Co pisze producent o piance Boost
Może najpierw wyjaśnię co to jest tak naprawdę Boost (tak informacyjnie). Adidas wraz z firmą BASF połączył jak to mówią coś czego nie da się połączyć czyli amortyzację i sprężystość dzięki czemu powstał rewolucyjny materiał tzw. napompowany granulat TPU (termoplastyczny elastomer poliuretanowy) tworzący „kapsułki energii”. Taka podeszwa stworzona jest pod ciśnieniem pary tworząc 2500 granulek, które pomagają nam biec. Teoria teorią ale jak jest w praktyce? O tym zaraz.
Pierwsze wrażenie
Nie mogłem się doczekać aż dostanę Glide Boosta 6, ten but chodził za mną i chodził. Wiedziałem czego się mogę spodziewać po piance Boost ze względu, że zajechałem już Energy Boosta (2500km). Lecz chciałem sprawdzić jak będzie wyglądał jego tańszy, być może lepszy brat. Po otworzeniu pudełka od razu byłem zachwycony, fajny wygląd, ciekawe wiązanie i ciekawa konstrukcja. Chciałem od razu iść pobiegać ale wróciłem późno do domu, byłem już po treningu i pierwsze bieganie zostawiłem sobie na później.

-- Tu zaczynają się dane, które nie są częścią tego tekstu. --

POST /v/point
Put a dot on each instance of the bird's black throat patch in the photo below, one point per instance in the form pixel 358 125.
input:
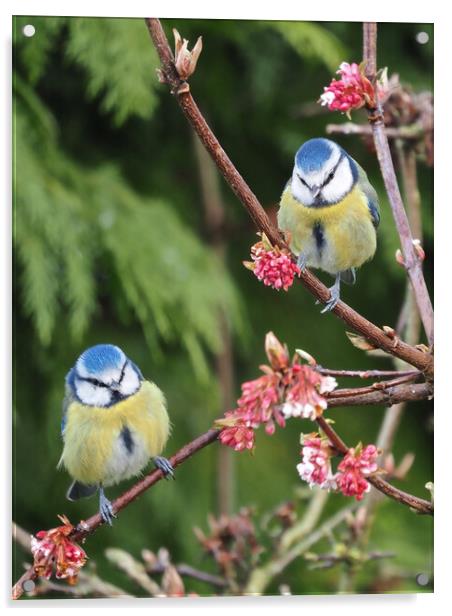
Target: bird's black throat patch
pixel 127 439
pixel 319 236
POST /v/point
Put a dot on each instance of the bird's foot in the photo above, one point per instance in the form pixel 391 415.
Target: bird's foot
pixel 302 262
pixel 335 296
pixel 106 509
pixel 165 466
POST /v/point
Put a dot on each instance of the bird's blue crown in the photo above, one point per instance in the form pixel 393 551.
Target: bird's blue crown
pixel 313 154
pixel 100 358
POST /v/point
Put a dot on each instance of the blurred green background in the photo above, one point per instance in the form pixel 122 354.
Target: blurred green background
pixel 112 243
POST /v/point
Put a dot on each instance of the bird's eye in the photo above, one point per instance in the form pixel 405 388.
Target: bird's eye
pixel 302 181
pixel 95 382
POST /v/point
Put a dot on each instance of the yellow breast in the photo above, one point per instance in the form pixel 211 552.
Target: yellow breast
pixel 95 450
pixel 348 232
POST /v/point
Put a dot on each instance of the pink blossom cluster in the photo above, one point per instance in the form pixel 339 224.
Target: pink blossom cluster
pixel 275 269
pixel 286 389
pixel 352 91
pixel 52 549
pixel 272 265
pixel 354 467
pixel 358 463
pixel 304 394
pixel 239 436
pixel 315 467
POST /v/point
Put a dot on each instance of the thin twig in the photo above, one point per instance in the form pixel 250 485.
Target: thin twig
pixel 419 504
pixel 385 397
pixel 260 578
pixel 380 385
pixel 366 374
pixel 188 571
pixel 413 264
pixel 418 359
pixel 215 225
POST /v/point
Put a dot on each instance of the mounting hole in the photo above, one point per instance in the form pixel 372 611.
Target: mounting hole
pixel 28 585
pixel 422 38
pixel 29 30
pixel 422 579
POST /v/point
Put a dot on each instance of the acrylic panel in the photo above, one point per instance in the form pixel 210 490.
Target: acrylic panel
pixel 282 379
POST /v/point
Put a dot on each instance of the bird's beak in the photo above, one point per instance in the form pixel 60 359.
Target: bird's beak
pixel 316 191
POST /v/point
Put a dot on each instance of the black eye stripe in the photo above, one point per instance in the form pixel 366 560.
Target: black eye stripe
pixel 122 372
pixel 302 181
pixel 332 172
pixel 94 382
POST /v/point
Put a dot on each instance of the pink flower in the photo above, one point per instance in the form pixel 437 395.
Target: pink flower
pixel 316 465
pixel 272 265
pixel 52 549
pixel 257 404
pixel 304 393
pixel 353 468
pixel 352 91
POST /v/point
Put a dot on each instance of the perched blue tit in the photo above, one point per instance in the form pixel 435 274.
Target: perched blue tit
pixel 329 212
pixel 114 421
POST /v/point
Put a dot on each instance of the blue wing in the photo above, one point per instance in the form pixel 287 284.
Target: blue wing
pixel 374 212
pixel 371 195
pixel 68 398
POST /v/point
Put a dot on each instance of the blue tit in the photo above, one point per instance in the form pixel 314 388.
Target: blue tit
pixel 114 421
pixel 329 213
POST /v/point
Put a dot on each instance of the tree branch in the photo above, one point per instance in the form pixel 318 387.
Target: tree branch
pixel 415 357
pixel 413 264
pixel 385 397
pixel 85 528
pixel 419 504
pixel 366 374
pixel 414 131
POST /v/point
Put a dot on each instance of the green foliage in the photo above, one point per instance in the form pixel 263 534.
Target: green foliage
pixel 312 42
pixel 120 64
pixel 69 218
pixel 34 51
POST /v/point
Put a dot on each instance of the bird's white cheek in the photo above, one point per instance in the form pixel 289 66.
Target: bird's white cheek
pixel 340 185
pixel 300 192
pixel 91 395
pixel 130 382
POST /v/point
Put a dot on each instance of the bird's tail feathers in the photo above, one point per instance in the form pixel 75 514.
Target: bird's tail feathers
pixel 80 490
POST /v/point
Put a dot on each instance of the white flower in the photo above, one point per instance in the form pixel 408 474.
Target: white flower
pixel 327 98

Co mnie zaskoczyło? Na pewno od pierwszego momentu but wydawał mi się na dość miękki, mimo mojej niedużej wagi wręcz uginał się pod moim ciężarem (65kg). Czuć było miękkość ale także wygodę, nic mi nie przeszkadzało ani nie cisnęło. Dodatkowo mimo szerokiej stopy nie czułem jakiegoś dyskomfortu – wręcz przeciwnie czułem się idealnie. Zapiętek w bucie okazał się bardzo przyjemny, gruby – dobrze dopasowujący się do stopy leżał super.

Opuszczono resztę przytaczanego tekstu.